- Born: March 22, 1924
- Died: May 14, 1991 (aged 67)
- Education: University of Michigan (1943), University of Washington (BA, 1948), Princeton University (PhD, 1958).

= Martin B. Dickson =

American historian (1924–1991)

Martin Bernard Dickson (22 March 1924 – 14 May 1991) was a professor of Near Eastern studies at Princeton University and an historian of Iran and Central Asia, who specialized in Safavid History.
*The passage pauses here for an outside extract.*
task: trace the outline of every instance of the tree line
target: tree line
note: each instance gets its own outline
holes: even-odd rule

His magnum opus, Houghton Shahnameh (2 vols., Cambridge, Mass. 1981), represented a 20-year long cooperation with art historian Stuart Cary Welch, was described as "[A work which] not only delineate the Turkman and Timurid sources of the Safavid idiom, but also try to recapture the personalities of the artists responding to the actors and themes of the stories they painted". Dickson tutored many accomplished specialists of Medieval Iran, such as John E.Woods, Robert D. McChesney and Wheeler Thackston (Harvard).

== History ==
Born in Brooklyn on 22 March 1924, he began his training in Persian at the University of Michigan (1943), towards becoming a cryptographic technician at the Office of Strategic Services. He served in both the Asian and Eastern European theaters of war, adding Russian and Chinese to his repertoire of languages. After the war, he received his BA in Far Eastern Languages and Literature at University of Washington (1948). After receiving his BA, he studied with Zeki Velidi Togan in Turkey and later on to Iran. He did his graduate work at the Department of Oriental Languages and Literature at Princeton University, where he received his Ph.D in 1958 and after spending another year at the Center for Middle Eastern Studies at Harvard University, he joined the Princeton faculty in 1959, became an associate professor in 1964 and a full professor in 1978. became professor of Persian studies in 1959, a position he held until his death in 1991.

In his dissertation, Shah Tahmasb and the Uzbeks (The Duel for Khurasan with ʿUbayd Khan. 930-946/1524-1540), he defined the Safavid political system, focusing on the civil war (924-42/1524-36) that erupted upon the accession of Shah Ṭahmāsb.

== Published works ==
- The Houghton Shahnameh
- The fall of the Ṣafavi dynasty
- Children of the gods
- Uzbek dynastic theory in the XVI-th century.